Art. 187. Também comete ato ilícito o titular de um direito que, ao exercê-lo, excede manifestamente os limites impostos pelo seu fim econômico ou social, pela boa-fé ou pelos bons costumes.
Art. 927. Aquele que, por ato ilícito (arts. 186 e 187), causar dano a outrem, fica obrigado a repará-lo.
[3] Art. 404. As perdas e danos, nas obrigações de pagamento em dinheiro, serão pagas com atualização monetária segundo índices oficiais regularmente estabelecidos, abrangendo juros, custas e honorários de advogado, sem prejuízo da pena convencional.
Parágrafo único. Provado que os juros da mora não cobrem o prejuízo, e não havendo pena convencional, pode o juiz conceder ao credor indenização suplementar.

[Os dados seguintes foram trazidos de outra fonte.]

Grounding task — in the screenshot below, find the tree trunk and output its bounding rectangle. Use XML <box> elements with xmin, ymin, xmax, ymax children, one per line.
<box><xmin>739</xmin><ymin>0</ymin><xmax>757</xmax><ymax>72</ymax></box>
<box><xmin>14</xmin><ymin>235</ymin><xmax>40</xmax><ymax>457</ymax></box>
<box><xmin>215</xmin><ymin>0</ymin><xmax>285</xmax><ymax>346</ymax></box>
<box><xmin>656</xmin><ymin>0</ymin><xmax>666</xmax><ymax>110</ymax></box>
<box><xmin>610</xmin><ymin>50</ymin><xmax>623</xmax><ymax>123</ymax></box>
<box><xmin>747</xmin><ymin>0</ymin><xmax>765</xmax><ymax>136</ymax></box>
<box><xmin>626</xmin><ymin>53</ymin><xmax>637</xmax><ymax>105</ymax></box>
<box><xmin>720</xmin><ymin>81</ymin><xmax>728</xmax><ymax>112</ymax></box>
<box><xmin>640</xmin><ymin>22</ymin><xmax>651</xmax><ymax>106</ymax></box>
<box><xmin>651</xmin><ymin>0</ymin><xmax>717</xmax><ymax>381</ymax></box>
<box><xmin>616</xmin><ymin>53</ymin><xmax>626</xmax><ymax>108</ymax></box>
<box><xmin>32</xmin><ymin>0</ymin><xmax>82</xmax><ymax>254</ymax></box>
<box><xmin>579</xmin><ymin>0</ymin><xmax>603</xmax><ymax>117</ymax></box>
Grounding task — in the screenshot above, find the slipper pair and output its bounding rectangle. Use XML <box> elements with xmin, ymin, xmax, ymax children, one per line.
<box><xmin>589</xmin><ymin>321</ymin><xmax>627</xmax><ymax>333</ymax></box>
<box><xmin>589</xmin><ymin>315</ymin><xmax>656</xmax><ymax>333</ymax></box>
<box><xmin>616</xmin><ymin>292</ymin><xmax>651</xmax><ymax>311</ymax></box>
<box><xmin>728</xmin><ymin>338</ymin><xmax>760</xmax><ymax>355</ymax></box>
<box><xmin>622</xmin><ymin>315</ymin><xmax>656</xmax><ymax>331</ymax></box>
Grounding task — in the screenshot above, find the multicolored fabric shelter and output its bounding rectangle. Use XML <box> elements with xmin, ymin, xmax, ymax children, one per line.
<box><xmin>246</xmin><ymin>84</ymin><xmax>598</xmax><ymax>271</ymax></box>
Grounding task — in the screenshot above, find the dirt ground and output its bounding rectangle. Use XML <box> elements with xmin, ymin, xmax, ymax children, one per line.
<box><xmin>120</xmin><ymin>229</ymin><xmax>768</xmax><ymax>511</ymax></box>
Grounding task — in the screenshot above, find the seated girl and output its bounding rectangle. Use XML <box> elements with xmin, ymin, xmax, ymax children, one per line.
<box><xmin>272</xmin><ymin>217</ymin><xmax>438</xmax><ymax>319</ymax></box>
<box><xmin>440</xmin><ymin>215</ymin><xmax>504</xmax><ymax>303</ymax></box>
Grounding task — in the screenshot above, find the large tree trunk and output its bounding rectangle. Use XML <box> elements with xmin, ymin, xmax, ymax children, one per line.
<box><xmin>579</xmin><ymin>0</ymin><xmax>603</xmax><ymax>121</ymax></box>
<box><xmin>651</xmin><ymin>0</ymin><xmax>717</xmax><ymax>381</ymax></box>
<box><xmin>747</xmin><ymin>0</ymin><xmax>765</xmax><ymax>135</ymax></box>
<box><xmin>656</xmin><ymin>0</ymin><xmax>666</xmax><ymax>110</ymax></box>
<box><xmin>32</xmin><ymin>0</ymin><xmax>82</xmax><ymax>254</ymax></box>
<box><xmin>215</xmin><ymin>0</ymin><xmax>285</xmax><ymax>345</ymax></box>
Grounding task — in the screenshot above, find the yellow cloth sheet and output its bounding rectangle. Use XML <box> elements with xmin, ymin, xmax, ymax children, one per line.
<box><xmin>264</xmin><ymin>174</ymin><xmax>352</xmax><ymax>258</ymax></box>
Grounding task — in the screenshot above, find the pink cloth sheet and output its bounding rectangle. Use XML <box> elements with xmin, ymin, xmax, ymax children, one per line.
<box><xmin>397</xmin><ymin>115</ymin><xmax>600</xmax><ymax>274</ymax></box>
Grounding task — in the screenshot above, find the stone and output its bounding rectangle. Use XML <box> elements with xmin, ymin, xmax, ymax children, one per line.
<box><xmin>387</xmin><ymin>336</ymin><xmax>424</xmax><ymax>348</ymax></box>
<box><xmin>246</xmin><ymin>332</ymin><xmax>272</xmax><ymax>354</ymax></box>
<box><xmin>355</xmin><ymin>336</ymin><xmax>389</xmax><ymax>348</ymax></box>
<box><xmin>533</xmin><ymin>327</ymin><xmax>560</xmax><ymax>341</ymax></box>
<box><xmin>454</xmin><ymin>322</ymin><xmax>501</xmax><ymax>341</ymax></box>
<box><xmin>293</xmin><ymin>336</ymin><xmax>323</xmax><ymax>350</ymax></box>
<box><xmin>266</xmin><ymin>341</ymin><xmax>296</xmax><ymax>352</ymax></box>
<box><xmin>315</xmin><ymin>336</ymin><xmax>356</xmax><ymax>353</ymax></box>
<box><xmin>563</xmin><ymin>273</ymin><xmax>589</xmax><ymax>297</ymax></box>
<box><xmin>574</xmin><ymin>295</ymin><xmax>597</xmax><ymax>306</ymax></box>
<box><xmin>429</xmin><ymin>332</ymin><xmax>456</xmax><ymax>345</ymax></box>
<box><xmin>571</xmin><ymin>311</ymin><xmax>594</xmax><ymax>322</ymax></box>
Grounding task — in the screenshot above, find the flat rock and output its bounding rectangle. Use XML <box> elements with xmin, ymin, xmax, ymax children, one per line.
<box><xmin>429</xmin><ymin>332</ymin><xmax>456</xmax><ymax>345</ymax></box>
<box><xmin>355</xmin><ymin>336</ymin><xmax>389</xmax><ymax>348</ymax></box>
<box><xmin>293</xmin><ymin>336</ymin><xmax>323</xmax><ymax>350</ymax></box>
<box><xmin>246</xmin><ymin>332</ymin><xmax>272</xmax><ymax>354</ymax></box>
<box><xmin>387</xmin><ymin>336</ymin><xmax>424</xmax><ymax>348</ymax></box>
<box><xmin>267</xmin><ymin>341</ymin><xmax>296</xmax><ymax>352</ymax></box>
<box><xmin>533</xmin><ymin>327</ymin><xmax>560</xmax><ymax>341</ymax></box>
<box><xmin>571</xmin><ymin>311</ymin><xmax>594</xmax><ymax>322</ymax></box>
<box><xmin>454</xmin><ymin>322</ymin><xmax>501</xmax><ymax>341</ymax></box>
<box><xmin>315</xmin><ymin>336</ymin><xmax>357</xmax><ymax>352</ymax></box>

[4] Art. 410. Quando se estipular a cláusula penal para o caso de total inadimplemento da obrigação, esta converter-se-á em alternativa a benefício do credor.
[5] Art. 412. O valor da cominação imposta na cláusula penal não pode exceder o da obrigação principal.
[6] Cumpre destacar que o art. 3º do Código Tributário Nacional fornece o conceito de tributo, sendo este “toda prestação pecuniária compulsória, em moeda ou cujo valor nela se possa exprimir, que não constitua sanção de ato ilícito, instituída em lei e cobrada mediante atividade administrativa plenamente vinculada”.
[7] CTN Art. 113§ 3º. A obrigação acessória, pelo simples fato da sua inobservância, converte-se em obrigação principal relativamente à penalidade pecuniária.